Kündigung wegen Eigenbedarfs muss (nur) erkennbare Gründe enthalten

Kündigt der Vermieter einem Mieter die Wohnung wegen Eigenbedarfs, so reicht es für die Begründung des Schreibens aus, wenn das Kündigungsschreiben den Kündigungsgrund so bezeichnet, dass er identifiziert und von anderen Gründen unterschieden werden kann.

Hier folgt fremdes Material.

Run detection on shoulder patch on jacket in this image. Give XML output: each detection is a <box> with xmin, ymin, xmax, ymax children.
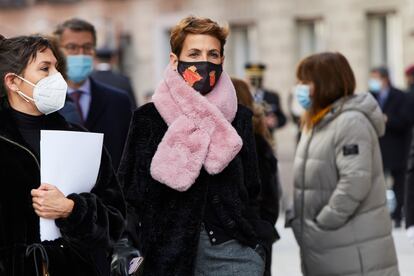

Der BGH befasste sich kürzlich mit den Voraussetzungen der Eigenbedarfskündigung: Dem Rechtsstreit, welcher durch alle drei Instanzen ging, lag ein sehr üblicher Sachverhalt zugrunde: Die Vermieter einer Münchener Wohnung hatte der Mieterin aufgrund Eigenbedarfs ihre Einzimmerwohnung zu Ende 2009 gekündigt. Dabei gaben sie an, die Wohnung solle nunmehr von ihrer eigenen Tochter genutzt werden, welche sich zum Zeitpunkt der Kündigung noch wegen eines Auslandstudiums in Neuseeland befände. Nach deren Rückkehr in Dezember 2009 wolle die Tochter die Wohnung selbst beziehen und ihr Studium weiterführen. Eine Rückkehr der Tochter in das Haus der Vermieter selbst sei ausgeschlossen, da das frühere Zimmer der Tochter mittlerweile von deren Schwester genutzt werde.

Die Mieterin empfand diese Kündigung als ungerechtfertigt und weigerte sich die Wohnung zum angegebenen Zeitpunkt zu verlassen. Die Vermieter erhoben sodann Räumungsklage, welcher das Amtsgericht München stattgab. Die hiergegen gerichtete Berufung der Mieterin hatte Erfolg, so dass nunmehr der BGH sich mit der Frage auseinanderzusetzen hatte, ob die obigen Begründung für eine Eigenbedarfskündigung ausreiche.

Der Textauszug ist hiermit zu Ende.